Slow text mining PDF processing

Hello all,
I have a text mining workflow to process pdf files. I am using the dictionary tagger because I woud like to find specific words in reports.
However, when I upload a pdf file, e.g. a scientific paper of 12 pages, my KNIME get stuck or, the workflow is extremely slow.
Do you know why?

Thanks all!
Cheers,
Nazareno.

Hi,
is there a specific node that slows down or is it the whole workflow? Can you share the workflow and an example file with us so we can analyze the runtime better?
Kind regards
Alexander

1 Like

Hi Alexander,
Thanks for the answer.
The “number filter” node is quite slow and then in the “Punctuation Erasure” node the workflow get stuck.

workflow: Dictionary tagger.knwf (28.5 KB)
Paper: https://reader.elsevier.com/reader/sd/pii/S0160412017322328?token=53A0814768C9C1D62B75AC40AEFD05039DEB3419931BC9967CFD66757576E2C47224CC0E6F27A0167E09A3E1717CF726

1 Like

Hi,
can you also share the file “OHEJPGlossary.xlsx” so I can execute the workflow myself?
Kind regards
Alexander

Hi Alexander,
for several reasons I can not share the original file. Anyway, here you can have a file as example.
Best regards,
Nazareno.

OHEJPGlossary2.xlsx (9.0 KB)

Hi,
I think the problem is that you have the Bag Of Words Creator before all the preprocessing. It should come at the end of that because otherwise you will apply the preprocessing to each document reference stored in the rows for the individual terms. If you have a look at your data, you will see that the Bag of Words Creator creates one row for each term, but also keeps a reference to the original document in another column. The preprocessing nodes do not know that it is always the same document and just do their work on each row.
Another thing that is strange in your workflow is that you use Strings to Document, then Column Filter where you filter out the document and then String to Document again.
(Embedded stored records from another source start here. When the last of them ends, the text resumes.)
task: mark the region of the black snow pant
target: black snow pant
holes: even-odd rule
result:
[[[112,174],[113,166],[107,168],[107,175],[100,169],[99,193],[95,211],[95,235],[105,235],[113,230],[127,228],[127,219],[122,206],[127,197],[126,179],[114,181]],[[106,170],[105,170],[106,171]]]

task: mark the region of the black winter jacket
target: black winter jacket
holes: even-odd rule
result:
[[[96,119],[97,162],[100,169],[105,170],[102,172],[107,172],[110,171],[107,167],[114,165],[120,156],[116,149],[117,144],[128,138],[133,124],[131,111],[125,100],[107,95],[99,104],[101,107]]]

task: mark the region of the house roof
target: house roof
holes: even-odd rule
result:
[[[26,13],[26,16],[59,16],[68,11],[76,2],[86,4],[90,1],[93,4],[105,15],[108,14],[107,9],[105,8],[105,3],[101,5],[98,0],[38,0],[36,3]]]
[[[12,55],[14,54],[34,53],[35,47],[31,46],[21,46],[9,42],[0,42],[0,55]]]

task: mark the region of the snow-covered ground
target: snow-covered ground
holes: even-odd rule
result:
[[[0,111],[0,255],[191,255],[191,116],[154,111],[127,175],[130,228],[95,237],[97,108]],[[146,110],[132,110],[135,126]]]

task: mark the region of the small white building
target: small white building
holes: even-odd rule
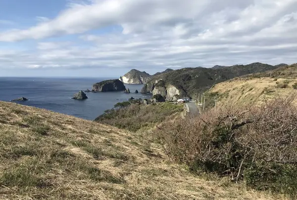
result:
[[[177,103],[180,104],[183,104],[185,103],[185,100],[184,99],[180,99],[177,100]]]

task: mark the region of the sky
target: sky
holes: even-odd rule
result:
[[[297,0],[0,0],[0,77],[297,62]]]

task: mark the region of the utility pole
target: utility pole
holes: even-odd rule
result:
[[[200,94],[198,94],[198,104],[200,104],[199,101],[200,101]]]
[[[204,96],[204,101],[203,103],[203,111],[204,111],[204,108],[205,107],[205,96]]]

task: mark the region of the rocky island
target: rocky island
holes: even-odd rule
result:
[[[151,76],[146,72],[133,69],[119,80],[126,84],[145,84],[150,80]]]
[[[11,100],[11,101],[29,101],[29,99],[28,99],[26,98],[23,97],[21,97],[19,98],[17,98],[16,99],[13,99],[13,100]]]
[[[141,72],[133,69],[119,79],[125,84],[146,84],[156,76],[167,73],[173,71],[167,69],[162,72],[157,72],[153,75],[150,75],[146,72]]]
[[[124,91],[126,87],[124,83],[118,79],[104,80],[93,84],[92,91],[109,92],[114,91]]]
[[[86,99],[88,97],[84,92],[80,90],[77,93],[74,94],[74,96],[72,97],[73,99]]]

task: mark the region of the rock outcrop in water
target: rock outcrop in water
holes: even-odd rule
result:
[[[165,102],[165,100],[161,95],[157,94],[155,94],[151,97],[150,101],[153,103]]]
[[[25,97],[21,97],[18,99],[13,99],[11,101],[28,101],[28,100],[29,100],[29,99],[28,99]]]
[[[127,89],[125,90],[124,92],[126,94],[130,94],[131,93],[129,88],[127,88]]]
[[[84,92],[82,90],[80,90],[78,93],[74,94],[74,96],[72,97],[73,99],[87,99],[88,97],[85,94]]]
[[[92,92],[109,92],[124,91],[126,87],[123,82],[118,79],[104,80],[93,84]]]

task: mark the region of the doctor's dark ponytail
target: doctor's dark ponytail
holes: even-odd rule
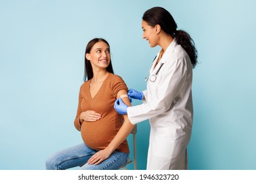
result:
[[[152,8],[144,13],[142,20],[152,27],[160,25],[165,33],[175,38],[177,44],[182,46],[188,53],[192,67],[196,67],[198,62],[198,51],[193,39],[186,31],[177,30],[177,24],[167,10],[158,7]]]

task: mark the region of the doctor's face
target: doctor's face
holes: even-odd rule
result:
[[[158,34],[156,27],[148,24],[146,21],[142,20],[142,28],[143,31],[142,38],[148,41],[150,47],[155,47],[158,45]]]
[[[86,58],[91,61],[94,67],[106,68],[110,63],[110,50],[108,45],[100,41],[95,43],[89,54],[86,54]]]

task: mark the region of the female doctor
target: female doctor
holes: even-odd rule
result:
[[[127,114],[133,124],[150,119],[151,126],[147,169],[188,169],[186,147],[193,120],[192,68],[197,63],[197,50],[188,33],[177,30],[171,15],[161,7],[143,14],[143,39],[158,52],[150,70],[147,90],[129,90],[128,95],[142,100],[128,107],[121,99],[116,110]]]

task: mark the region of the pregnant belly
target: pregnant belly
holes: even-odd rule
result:
[[[83,122],[81,133],[83,142],[91,148],[97,150],[106,148],[116,134],[114,127],[104,125],[100,120]]]

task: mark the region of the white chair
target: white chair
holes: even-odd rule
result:
[[[135,125],[133,130],[131,131],[131,134],[133,135],[133,161],[131,158],[128,158],[126,165],[121,167],[121,169],[127,170],[126,165],[130,163],[133,163],[134,169],[137,169],[137,145],[136,145],[136,133],[137,133],[137,126]]]

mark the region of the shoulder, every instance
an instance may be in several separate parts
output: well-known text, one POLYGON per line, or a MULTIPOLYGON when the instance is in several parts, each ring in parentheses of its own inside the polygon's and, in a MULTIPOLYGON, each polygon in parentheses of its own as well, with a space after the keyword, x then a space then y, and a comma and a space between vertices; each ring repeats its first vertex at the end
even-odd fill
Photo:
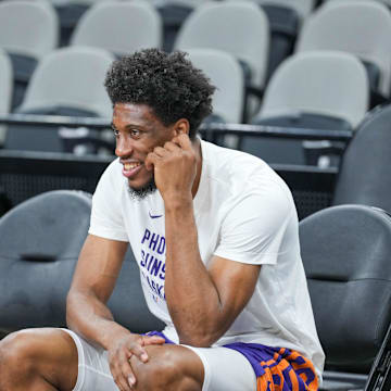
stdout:
POLYGON ((257 198, 272 204, 290 204, 291 192, 262 159, 202 141, 203 169, 212 191, 226 199, 257 198))

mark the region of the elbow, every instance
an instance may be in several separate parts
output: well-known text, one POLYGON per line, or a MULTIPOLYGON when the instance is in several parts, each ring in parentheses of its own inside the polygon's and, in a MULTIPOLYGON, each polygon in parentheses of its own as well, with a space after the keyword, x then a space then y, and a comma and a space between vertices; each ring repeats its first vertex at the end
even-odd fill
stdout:
POLYGON ((73 306, 76 303, 76 300, 74 299, 74 293, 70 291, 66 295, 66 326, 72 329, 72 314, 73 314, 73 306))
POLYGON ((216 332, 204 330, 192 332, 178 332, 179 343, 193 348, 211 348, 220 337, 216 332))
I think that is a bit redundant.
Kind regards,
Alexander

2 Likes

Hi,
I thought that the Bag Of Words Creator has to be always at the beginning. However, I moved the Bag Of Words Creator, Tag Filter and TF at the end of the workflow but, althought it does not get stuck, it is still very slow.
Kind regards,
Nazareno.

Hi @Nazareno -

Have you tried increasing the memory allocated to KNIME, as described below? For example, on my laptop with 16GB of memory, I set my Java Heap Space to 12 GB.

https://www.knime.com/faq#q4_2

This is generally a good thing to do, but it’s especially important for text processing workflows, which tend to be resource intensive.

1 Like

Hi Scott,
last week we also tried that and we set the memory to 8GB but did not changed much. Unfortunately our PC are not 16GB.
Do you think this might be the cause?
Cheers,
Nazareno.

Try this. I edited your workflow a bit (based on what Alexander already mentioned - removed extra Strings to Document and filtering nodes, moved Bag of Words to the end) and added a Timer node.

I ran this on my desktop, and it executed in just a couple of seconds. Granted, I’m only parsing the single document you linked to.

Is this any faster for you?

Dictionary_tagger_SF_Edit.knwf (35.0 KB)

3 Likes

Good morning Scott,
it is fast now!! I thought the order of the nodes was important but it seems not…
Thank you!
Cheers,
Nazareno.

2 Likes

This topic was automatically closed 90 days after the last reply. New replies are no longer allowed.